Isaac finishes his coffee and doughnuts quickly and leaves me sitting alone. I’ve got a million questions that need answering but I don’t know how to ask them. I’m pretty sure Isaac doesn’t want to be bothered with my questions anymore, though. And the biggest question of all is just how I’ve managed to skip ahead a year, but I know Isaac doesn’t have an answer for that.

I keep replaying the night before – although I guess that’s not really what it is, but I don’t know what else to call it – in my mind, hoping that it will turn up some sort of clue. Some reason that this has happened. I wander all around office, looking for anything at all that might help me figure this out. Eventually, I find myself in front of the piano, mindlessly tapping at the dust covered keys, but not really playing any song in particular.
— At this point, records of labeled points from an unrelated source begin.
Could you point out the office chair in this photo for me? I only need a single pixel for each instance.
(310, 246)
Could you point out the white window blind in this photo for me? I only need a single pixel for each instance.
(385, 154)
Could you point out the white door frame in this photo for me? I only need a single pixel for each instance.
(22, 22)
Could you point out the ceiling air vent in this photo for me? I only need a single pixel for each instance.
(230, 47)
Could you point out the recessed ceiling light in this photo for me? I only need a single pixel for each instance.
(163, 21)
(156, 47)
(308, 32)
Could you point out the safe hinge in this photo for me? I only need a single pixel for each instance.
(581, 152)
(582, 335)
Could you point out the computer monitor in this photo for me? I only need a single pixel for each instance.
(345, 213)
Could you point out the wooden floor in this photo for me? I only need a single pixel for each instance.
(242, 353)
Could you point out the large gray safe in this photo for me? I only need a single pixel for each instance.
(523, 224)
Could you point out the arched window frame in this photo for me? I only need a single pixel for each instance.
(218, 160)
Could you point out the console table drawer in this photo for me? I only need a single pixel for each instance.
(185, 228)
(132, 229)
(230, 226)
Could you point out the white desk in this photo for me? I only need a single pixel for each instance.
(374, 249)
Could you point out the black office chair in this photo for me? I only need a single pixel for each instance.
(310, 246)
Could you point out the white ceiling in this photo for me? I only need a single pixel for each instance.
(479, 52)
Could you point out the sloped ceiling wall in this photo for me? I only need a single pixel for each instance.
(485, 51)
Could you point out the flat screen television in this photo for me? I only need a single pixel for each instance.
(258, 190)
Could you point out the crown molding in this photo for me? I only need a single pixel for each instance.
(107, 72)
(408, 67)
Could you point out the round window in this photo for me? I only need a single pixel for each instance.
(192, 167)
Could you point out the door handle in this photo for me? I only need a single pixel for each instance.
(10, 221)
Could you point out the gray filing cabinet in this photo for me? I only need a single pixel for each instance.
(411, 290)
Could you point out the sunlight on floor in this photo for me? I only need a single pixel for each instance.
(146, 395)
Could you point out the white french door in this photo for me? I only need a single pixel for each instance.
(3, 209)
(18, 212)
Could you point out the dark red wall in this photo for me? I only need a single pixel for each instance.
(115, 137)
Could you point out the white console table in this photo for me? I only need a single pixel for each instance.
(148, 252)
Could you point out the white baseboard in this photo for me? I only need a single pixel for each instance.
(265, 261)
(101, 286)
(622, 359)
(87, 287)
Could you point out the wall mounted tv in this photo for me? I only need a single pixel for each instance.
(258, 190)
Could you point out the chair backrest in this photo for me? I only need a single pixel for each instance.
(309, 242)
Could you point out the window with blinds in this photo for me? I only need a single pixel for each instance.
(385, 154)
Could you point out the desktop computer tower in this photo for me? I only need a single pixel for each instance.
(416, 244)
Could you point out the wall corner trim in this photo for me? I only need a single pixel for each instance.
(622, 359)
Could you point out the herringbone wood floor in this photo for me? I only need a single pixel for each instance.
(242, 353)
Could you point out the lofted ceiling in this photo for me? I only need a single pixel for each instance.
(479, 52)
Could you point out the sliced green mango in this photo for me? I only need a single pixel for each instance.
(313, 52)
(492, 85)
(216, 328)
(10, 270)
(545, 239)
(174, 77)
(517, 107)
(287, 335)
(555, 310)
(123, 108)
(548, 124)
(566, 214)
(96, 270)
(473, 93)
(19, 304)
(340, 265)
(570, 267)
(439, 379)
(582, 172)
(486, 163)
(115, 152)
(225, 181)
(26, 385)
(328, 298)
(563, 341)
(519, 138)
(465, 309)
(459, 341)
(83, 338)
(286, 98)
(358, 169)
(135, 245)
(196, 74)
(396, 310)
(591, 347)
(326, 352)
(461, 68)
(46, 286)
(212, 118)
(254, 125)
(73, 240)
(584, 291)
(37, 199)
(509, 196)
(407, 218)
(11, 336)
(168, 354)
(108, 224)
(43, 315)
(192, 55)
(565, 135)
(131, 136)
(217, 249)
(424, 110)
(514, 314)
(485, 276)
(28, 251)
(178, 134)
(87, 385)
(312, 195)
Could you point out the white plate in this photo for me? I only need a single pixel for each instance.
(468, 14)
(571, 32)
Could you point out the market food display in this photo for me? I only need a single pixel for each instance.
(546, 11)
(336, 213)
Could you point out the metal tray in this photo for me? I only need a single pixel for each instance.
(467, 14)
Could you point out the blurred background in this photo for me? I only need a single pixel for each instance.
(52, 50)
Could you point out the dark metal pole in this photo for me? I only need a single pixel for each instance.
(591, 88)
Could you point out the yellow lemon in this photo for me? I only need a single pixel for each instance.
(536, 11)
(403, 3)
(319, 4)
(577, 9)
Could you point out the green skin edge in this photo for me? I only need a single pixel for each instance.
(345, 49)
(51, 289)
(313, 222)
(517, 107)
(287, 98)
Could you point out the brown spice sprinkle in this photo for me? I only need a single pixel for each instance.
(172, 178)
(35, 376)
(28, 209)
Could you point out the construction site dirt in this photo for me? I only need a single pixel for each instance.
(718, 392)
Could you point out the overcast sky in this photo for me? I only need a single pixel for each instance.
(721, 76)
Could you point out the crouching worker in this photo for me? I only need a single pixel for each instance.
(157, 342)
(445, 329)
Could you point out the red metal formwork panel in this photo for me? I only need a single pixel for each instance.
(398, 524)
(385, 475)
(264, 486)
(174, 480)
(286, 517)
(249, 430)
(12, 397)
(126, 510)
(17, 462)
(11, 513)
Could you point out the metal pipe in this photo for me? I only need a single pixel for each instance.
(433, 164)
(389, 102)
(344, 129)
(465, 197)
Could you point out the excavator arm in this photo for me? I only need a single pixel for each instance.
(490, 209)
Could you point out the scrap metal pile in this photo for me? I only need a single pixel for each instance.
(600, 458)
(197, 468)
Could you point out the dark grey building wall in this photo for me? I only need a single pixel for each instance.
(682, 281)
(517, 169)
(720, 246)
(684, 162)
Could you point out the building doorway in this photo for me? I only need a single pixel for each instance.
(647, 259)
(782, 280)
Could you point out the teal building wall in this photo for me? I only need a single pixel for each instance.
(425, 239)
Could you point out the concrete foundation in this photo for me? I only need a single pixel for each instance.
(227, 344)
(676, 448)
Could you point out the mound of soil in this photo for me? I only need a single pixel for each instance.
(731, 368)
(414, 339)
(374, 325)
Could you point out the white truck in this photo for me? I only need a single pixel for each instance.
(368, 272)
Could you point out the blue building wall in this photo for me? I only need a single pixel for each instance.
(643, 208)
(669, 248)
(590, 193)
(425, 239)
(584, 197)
Once I’ve tired of that, I decide to go back into our main office space and search around it a bit. No one else is going to be in there any time soon, so they won’t notice if I make a mess out of it. I’m pretty sure it won’t surprise Isaac at all if I make a mess out of things. He obviously knows I’m looking for answers, even if I haven’t explained to him exactly how many answers I need.

My first stop is Taylor’s desk. It seems like the logical place to look for answers about what has happened to him. I’m sure Isaac could have told me more about the accident, but I can’t even think, much less say, the word dead right now. Whatever happened to Taylor in that accident, I can’t make my mouth form the words to ask about it.

Taylor’s desk is always the messiest. Isaac keeps his fairly tidy and even somewhat organized. Mine is pretty messy, because things just have a way of accumulating there faster than I can deal with them, but underneath the chaos is a general notion of organization. Taylor’s desk doesn’t have any of that – no cleanliness, or any semblance of a place for things to go, and certainly nothing in its place.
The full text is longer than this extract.